The Reject Inference
node attempts to infer the behavior (good or bad), or performance,
of the rejected applicants using three industry-accepted inference
methods. You can set the inference method using the
Inference
Method property.
The following inference
methods are supported in SAS Enterprise Miner:
-
Fuzzy —
Fuzzy classification
uses partial classifications of “good” and “bad”
to classify the rejected applicants in the augmented data set. Instead
of classifying observations as “good” and “bad,”
fuzzy classification allocates weight to observations in the augmented
data set. The weight reflects the observation's tendency to be “good”
or “bad.”
The partial classification
information is based on the probability of being good or bad. This
probability is based on the model built with the CS_ACCEPTS data set
that is applied to the CS_REJECTS data set.
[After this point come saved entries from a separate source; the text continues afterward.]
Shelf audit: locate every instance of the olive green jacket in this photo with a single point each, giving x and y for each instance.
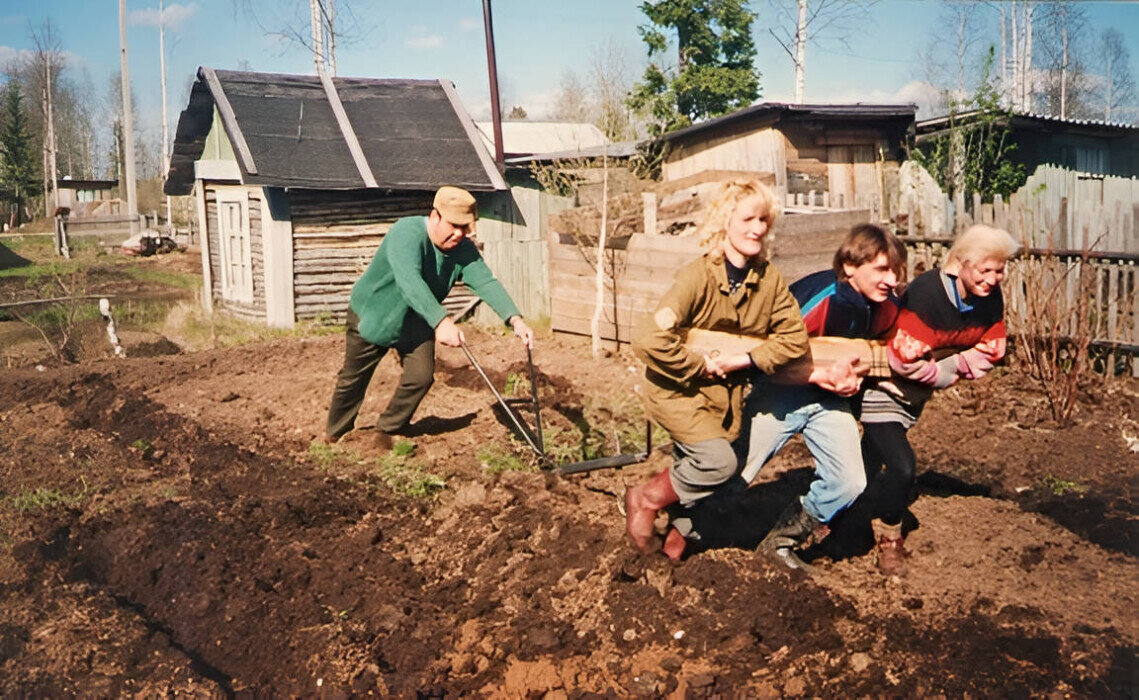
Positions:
(688, 405)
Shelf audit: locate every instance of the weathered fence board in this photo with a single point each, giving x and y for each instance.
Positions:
(1055, 208)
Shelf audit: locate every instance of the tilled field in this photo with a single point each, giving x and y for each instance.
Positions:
(166, 527)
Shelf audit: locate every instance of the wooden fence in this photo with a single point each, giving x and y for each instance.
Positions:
(1057, 208)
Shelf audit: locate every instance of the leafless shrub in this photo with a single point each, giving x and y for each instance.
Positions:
(65, 306)
(1055, 316)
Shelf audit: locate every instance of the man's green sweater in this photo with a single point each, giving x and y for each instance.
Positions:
(398, 298)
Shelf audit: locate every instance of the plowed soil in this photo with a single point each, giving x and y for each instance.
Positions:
(168, 527)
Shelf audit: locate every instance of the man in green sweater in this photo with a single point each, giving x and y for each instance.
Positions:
(396, 305)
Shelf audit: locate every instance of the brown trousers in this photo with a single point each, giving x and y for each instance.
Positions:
(360, 361)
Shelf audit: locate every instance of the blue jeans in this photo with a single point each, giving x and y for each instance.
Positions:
(825, 420)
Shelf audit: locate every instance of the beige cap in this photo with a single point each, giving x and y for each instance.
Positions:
(456, 205)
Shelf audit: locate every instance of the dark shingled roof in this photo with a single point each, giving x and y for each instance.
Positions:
(415, 134)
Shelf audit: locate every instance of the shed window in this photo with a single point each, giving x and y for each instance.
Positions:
(234, 237)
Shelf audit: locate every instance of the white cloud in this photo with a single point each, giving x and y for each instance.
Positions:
(174, 15)
(539, 105)
(9, 55)
(427, 41)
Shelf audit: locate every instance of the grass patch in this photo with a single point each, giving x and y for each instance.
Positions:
(162, 277)
(141, 445)
(46, 497)
(1059, 487)
(516, 384)
(55, 315)
(326, 455)
(403, 447)
(37, 272)
(202, 330)
(407, 477)
(497, 460)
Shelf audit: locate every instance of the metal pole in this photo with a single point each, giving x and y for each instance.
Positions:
(165, 128)
(128, 129)
(492, 68)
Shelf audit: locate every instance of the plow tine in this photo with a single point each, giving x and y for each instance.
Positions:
(517, 423)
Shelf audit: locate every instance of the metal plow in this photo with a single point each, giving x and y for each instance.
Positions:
(533, 437)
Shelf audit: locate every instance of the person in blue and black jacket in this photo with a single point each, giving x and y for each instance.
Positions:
(853, 299)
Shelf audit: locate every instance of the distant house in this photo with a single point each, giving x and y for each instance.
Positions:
(298, 178)
(846, 150)
(522, 138)
(1089, 146)
(79, 194)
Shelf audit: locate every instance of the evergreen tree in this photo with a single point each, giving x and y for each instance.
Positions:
(715, 62)
(19, 176)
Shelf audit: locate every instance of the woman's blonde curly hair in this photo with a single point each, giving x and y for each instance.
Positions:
(714, 227)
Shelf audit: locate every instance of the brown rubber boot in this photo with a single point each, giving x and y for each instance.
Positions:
(641, 504)
(891, 548)
(674, 544)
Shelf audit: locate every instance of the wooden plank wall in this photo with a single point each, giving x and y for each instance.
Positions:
(513, 231)
(335, 236)
(638, 274)
(256, 310)
(761, 150)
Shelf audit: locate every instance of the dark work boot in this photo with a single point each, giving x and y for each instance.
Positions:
(641, 504)
(891, 548)
(792, 530)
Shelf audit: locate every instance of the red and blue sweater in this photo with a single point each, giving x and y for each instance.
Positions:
(833, 307)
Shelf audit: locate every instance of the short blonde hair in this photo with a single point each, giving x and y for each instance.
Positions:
(981, 243)
(714, 227)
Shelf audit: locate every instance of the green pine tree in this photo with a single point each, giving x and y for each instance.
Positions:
(19, 176)
(715, 62)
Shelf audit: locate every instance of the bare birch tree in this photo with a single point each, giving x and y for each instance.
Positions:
(47, 64)
(825, 23)
(1065, 30)
(319, 26)
(1117, 91)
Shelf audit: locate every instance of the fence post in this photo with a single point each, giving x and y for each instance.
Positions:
(649, 202)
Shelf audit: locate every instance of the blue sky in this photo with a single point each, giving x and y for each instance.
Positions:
(537, 41)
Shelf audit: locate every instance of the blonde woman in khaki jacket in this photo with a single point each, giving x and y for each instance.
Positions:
(698, 398)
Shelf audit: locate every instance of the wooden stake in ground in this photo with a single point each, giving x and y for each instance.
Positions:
(105, 310)
(595, 323)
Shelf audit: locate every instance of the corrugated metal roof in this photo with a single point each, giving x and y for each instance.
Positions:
(524, 138)
(939, 122)
(776, 110)
(412, 133)
(620, 149)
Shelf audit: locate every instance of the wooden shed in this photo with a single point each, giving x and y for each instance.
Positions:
(847, 151)
(1088, 146)
(297, 178)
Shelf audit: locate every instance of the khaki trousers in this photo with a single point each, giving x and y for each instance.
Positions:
(360, 361)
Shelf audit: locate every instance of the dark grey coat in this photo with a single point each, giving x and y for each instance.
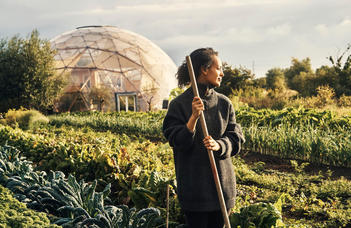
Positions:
(195, 185)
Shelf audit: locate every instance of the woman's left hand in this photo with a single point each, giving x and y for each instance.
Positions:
(211, 144)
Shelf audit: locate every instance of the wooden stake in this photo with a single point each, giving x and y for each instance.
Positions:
(210, 152)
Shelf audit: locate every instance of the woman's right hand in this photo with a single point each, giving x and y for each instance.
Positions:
(197, 107)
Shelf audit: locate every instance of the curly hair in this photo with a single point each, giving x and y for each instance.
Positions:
(201, 59)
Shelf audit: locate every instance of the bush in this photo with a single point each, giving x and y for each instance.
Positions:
(344, 101)
(24, 119)
(325, 96)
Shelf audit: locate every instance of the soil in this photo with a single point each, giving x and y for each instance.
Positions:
(283, 165)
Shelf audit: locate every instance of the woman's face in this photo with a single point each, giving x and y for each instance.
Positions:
(214, 74)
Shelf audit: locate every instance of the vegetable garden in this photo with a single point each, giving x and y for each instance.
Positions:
(112, 169)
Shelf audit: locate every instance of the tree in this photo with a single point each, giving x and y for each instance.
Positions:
(234, 79)
(295, 70)
(275, 79)
(343, 71)
(27, 75)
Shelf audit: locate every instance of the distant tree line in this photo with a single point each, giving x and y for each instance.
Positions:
(27, 74)
(299, 77)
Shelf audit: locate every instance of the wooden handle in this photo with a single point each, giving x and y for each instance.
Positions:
(210, 152)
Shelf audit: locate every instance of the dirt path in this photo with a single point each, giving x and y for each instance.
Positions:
(276, 163)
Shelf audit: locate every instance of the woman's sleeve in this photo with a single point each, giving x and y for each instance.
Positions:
(175, 129)
(232, 138)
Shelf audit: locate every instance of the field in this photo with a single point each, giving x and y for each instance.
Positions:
(297, 160)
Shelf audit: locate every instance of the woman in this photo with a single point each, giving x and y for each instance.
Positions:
(195, 183)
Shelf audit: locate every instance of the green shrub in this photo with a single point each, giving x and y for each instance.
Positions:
(344, 101)
(24, 119)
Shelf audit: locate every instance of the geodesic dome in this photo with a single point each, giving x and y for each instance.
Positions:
(112, 69)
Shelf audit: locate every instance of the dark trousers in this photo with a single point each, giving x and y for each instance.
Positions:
(204, 219)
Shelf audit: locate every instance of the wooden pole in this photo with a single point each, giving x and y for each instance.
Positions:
(210, 152)
(167, 210)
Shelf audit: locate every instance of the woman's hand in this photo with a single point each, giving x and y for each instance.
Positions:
(211, 144)
(197, 107)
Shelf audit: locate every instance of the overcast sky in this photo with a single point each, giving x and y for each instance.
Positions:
(256, 34)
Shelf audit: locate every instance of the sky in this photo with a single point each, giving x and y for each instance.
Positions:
(256, 34)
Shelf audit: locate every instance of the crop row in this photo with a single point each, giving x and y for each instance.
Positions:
(318, 137)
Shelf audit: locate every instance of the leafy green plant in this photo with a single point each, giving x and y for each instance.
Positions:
(16, 214)
(263, 215)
Fuzzy classification multiplies
these probabilities by the user-specified Reject Rate parameter to
form frequency variables. This results in two observations for each
observation in the Rejects data. Let p(good) be the probability that
an observation represents a good applicant and p(bad) be the probability
that an observation represents a bad applicant. The first observation
has a frequency variable that is defined as (Reject Rate)*p(good)
and a target variable of 0. The second observation has a frequency
variable defined as (Reject Rate)*p(bad)and a target value of 1.
Fuzzy is
the default inference method.
-
Hard Cutoff —
Hard
Cutoff classification classifies observations as either
good or bad based on a cutoff score. If you choose
Hard
Cutoff as your inference method, you must specify a
Cutoff
Score in the
Hard Cutoff properties.
Any score below the hard cutoff value is allocated a status of bad.
You must also specify the
Rejection Rate in
General properties.
The
Rejection Rate is applied to the CS_REJECTS
data set as a frequency variable.
-
Parceling —
Parceling distributes
binned, scored rejected applicants into either a good bin or a bad
bin. Distribution is based on the expected bad rates that are calculated
from the scores from the logistic regression model. The parameters
that must be defined for parceling vary according to the
Score
Range method that you select in the
Parceling properties
group. All parceling classifications require that you specify the
Rejection
Rate,
Score Range Method,
Min
Score,
Max Score, and
Score
Buckets properties.
You must specify a value
for the
Rejection Rate property
when you use either the
Hard Cutoff or
Parceling inference
method. The
Rejection Rate is used as a frequency
variable. The rate of bad applicants is defined as the number of bad
applicants divided by the total number of applicants. The value for
the
Rejection Rate property must be a real
number between 0.0001 and 1. The default value is 0.3.
The
Cutoff
Score property is used when you specify
Hard
Cutoff as the inference method. The
Cutoff
Score is the threshold score that is used to classify
good and bad observations in the
Hard Cutoff method.
Scores below the threshold value are assigned a status of bad. All
other observations are classified as good.
The
Parceling properties group
is available when you specify
Parceling as
the inference method.
The following properties
are available in the Parceling properties
group:
-
Score Range Method —
Use the
Score Range Method property to specify
how you want to define the range of scores to be bucketed. The available
methods are as follows:
-
Accepts —
The
Accepts score range method distributes
the rejected applicants into equal-sized buckets based on the score
range of the CS_ACCEPTS data set.
-
Rejects —
The
Rejects score range method distributes
the rejected applicants into equal-sized buckets based on the score
range of the CS_REJECTS data set.
-
Scorecard —
The
Scorecard score range method distributes
the rejected applicants into equal-sized buckets based on the score
range that is output by the augmented data set.
-
Manual —
The
Manual score range method distributes
the rejected applicants into equal-sized buckets based on the range
that you input.
-
Score Buckets —
Use the
Score Buckets property to specify
the number of buckets that you want to use to parcel the data set
into during attribute classification. Permissible
Score
Buckets property values are integers between 1 and 100.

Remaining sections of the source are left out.